As the U.S. Securities and Exchange Commission (SEC) re-examines cryptocurrency ETF frameworks, Bitwise filed new applications for Dogecoin (DOGE) and APT spot ETFs on June 27. The proposals include a pivotal in-kind redemption mechanism, currently under SEC scrutiny.
Why In-Kind Redemption Matters: SEC’s Ongoing Evaluation
The in-kind redemption mechanism allows authorized participants (e.g., broker-dealers) to redeem shares directly for cryptocurrencies instead of cash. This offers tax efficiency and lowers operational costs for institutional investors.
In February 2025, the SEC sought public input on permitting in-kind creation/redemption for BTC and ETH spot ETFs.

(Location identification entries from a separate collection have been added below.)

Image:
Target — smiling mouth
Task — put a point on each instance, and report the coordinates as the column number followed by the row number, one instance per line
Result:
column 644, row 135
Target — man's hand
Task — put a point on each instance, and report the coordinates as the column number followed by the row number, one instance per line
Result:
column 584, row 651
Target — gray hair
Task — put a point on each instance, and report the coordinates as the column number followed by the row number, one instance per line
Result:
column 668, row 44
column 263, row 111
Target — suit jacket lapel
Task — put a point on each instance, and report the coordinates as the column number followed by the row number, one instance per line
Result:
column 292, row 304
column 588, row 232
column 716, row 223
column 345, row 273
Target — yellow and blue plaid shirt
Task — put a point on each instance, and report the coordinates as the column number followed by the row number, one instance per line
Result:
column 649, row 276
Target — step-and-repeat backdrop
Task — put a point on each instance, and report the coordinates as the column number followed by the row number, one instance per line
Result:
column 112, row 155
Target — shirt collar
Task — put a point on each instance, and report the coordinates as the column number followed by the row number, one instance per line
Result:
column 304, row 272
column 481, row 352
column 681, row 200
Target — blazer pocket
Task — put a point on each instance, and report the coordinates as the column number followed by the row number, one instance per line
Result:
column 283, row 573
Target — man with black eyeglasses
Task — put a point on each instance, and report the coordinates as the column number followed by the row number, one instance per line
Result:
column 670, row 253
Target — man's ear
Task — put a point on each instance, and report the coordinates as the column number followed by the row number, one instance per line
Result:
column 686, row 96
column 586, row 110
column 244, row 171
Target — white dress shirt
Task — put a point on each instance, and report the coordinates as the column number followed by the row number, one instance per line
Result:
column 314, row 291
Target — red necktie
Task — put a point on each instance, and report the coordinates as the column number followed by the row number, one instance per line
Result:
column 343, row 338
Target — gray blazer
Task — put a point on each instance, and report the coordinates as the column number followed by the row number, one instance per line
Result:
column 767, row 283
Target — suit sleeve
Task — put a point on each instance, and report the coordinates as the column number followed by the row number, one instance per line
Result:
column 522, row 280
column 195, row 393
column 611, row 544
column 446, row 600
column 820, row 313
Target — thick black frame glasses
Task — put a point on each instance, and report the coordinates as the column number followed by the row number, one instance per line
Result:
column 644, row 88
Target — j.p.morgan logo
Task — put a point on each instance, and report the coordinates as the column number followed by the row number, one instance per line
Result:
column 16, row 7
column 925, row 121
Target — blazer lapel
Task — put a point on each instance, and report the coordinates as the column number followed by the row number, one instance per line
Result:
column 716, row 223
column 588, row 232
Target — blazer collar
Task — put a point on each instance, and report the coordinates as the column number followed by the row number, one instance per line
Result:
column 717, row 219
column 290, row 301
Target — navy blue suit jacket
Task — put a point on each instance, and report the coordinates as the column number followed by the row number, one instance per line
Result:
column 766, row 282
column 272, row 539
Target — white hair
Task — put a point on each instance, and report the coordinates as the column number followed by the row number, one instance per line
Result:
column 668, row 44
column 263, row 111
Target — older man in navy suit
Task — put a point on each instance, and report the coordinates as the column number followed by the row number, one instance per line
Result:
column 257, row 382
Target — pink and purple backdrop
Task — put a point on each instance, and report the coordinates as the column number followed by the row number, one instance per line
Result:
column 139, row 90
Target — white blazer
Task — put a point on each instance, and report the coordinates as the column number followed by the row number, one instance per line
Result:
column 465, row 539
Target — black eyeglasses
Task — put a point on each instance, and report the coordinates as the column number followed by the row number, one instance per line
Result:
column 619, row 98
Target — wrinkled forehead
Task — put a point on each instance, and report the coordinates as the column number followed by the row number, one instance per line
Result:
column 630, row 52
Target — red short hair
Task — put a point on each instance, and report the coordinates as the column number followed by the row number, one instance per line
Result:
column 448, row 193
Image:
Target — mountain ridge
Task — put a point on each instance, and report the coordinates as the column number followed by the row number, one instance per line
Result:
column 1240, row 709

Commissioner Hester Peirce ("Crypto Mom") confirmed at the 2025 Bitcoin Policy Summit:
"In-kind redemption is under active review."
👉 Read more about SEC’s ETF policy shifts
DOGE and APT ETF Applications: Current Status
Bitwise’s initial filings:
- DOGE ETF: Submitted January 2025 (S-1 filing)
- APT ETF: Filed March 2025
Both are now in the "amendment phase", where Bitwise adjusts structures based on SEC feedback—a critical step toward approval.
Trump’s Crypto Push: 72 ETF Applications Pending
President Trump’s pro-crypto policies accelerated industry growth:
- Appointed David Sacks as "AI Crypto Czar"
- Moves to halt Chokepoint 2.0 banking restrictions
- 72 crypto ETFs awaiting SEC approval (e.g., XRP, SOL, Litecoin)
FAQs
Q: What’s the advantage of in-kind redemption?
A: Reduces tax burdens and operational costs for institutions.
Q: When will these ETFs launch?
A: Pending SEC approval; amendment phases suggest progress.
Q: How does Trump’s policy affect crypto ETFs?
A: Streamlined regulations increase approval odds for pending applications.
👉 Explore crypto investment strategies
Risk Warning: Cryptocurrency investments are volatile. Capital loss is possible. Assess risks carefully.
### Keywords:
1. Bitwise
2. DOGE ETF
3. APT ETF
4. In-kind redemption
5. SEC approval
6. Crypto regulations
7. Trump crypto policy
8. Spot cryptocurrency ETFs
*Notes*:
- Removed redundant years (e.g., "2025" kept only for policy references).